Cannon D50 with a Cannon 70-200 F/4 L series lens


----------



## nemitz (Oct 18, 2005)

Excellent pics Browndog. Looks like you had a good time in Canada glad to see it.


----------



## kmpots (Nov 22, 2005)

BD,
Nice work! All the time with the dogs really pays off. Nothing like being able to apply all that work into some "play". Nice pics, but better dog work.
Kyle and Savvy


----------



## gonehuntin' (Jul 27, 2006)

Great shot Browndog!!!!


----------



## CDK (Aug 1, 2005)

WOW!! those are sweet, are you for hire?


----------



## Cyrus (Nov 24, 2003)

Very Nice Pictures!! I never get tired of labs in action.


----------



## cut'em (Oct 23, 2004)

Super pics :beer:


----------



## USAlx50 (Nov 30, 2004)

Awesome Pics Todd. I was going to say which ones I liked best but its pretty tough between four of them.

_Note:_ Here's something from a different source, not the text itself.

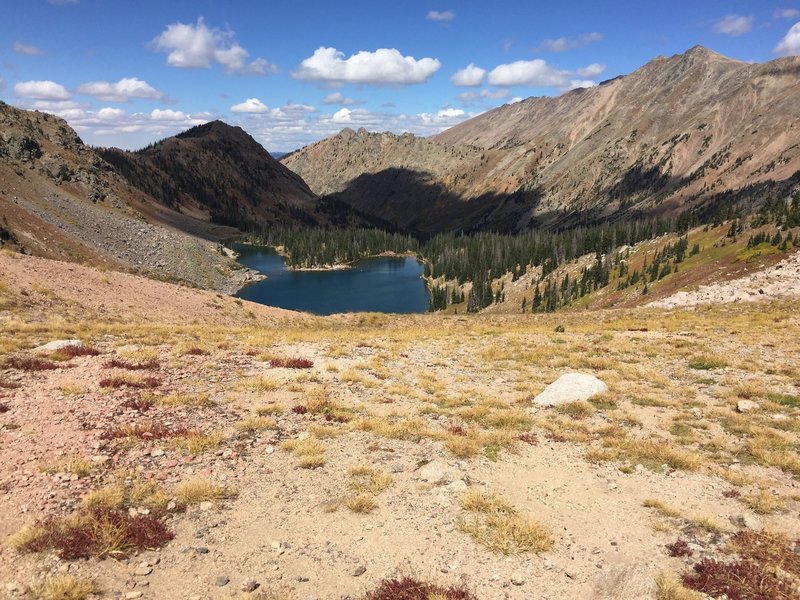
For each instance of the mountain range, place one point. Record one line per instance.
(679, 133)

Thanks for sharing. I thought you guys that run FT's just "fake hunt?"


----------



## feathersandpoo (Oct 23, 2009)

Very cool!


----------



## BROWNDOG (Nov 2, 2004)

> I thought you guys that run FT's just "fake hunt?"

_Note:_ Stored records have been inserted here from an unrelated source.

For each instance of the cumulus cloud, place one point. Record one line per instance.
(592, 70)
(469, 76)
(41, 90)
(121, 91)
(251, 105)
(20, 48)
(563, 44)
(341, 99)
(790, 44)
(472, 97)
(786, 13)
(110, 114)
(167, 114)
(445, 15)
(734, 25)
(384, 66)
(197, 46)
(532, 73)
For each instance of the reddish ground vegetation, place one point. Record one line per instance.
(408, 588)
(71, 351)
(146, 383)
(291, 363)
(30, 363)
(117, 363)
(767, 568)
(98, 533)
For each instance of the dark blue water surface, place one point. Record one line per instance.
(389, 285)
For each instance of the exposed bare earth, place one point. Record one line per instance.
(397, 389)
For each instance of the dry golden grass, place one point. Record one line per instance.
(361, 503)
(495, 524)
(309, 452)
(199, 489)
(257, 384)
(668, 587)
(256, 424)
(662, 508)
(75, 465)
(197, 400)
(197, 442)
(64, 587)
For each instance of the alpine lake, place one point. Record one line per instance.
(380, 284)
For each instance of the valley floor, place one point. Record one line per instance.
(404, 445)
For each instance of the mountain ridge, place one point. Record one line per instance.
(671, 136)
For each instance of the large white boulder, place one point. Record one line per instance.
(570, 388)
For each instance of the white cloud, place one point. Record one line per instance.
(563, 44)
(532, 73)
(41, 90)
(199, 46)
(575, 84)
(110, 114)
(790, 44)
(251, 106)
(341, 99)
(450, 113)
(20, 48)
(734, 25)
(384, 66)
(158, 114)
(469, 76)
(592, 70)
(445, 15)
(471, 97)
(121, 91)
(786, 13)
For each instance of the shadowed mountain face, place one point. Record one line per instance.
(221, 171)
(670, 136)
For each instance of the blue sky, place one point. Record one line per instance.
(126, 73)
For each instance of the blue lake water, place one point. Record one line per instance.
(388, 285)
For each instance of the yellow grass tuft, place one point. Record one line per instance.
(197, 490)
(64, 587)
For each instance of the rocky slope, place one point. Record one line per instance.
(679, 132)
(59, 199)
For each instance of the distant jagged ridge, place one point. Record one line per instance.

 It was a challenge Most of the birds Bodey retrieved had to be rethrown for him so he could get a better mark on them, and I brought along a special white coat for the guys to change into when it was there time to throw. :lol: :lol:

No really he did a great job, and I even got to run a couple of 200 plus yard blinds with him, it's nice to have a dog that handles at those distances, I will say it makes it more of a challenge when your wearing Camo and other people are moving and picking up birds behind you.

Thanks for the compliments


----------



## mjschuette (Feb 24, 2005)

Very nice pics.


----------



## gundogguru (Oct 7, 2003)

Sweet very sweet...


----------



## Sasha and Abby (May 11, 2004)

Very nice. What settings did you have set...


----------



## slidellkid (Nov 24, 2009)

Beautiful pics. Thanks for sharing.


----------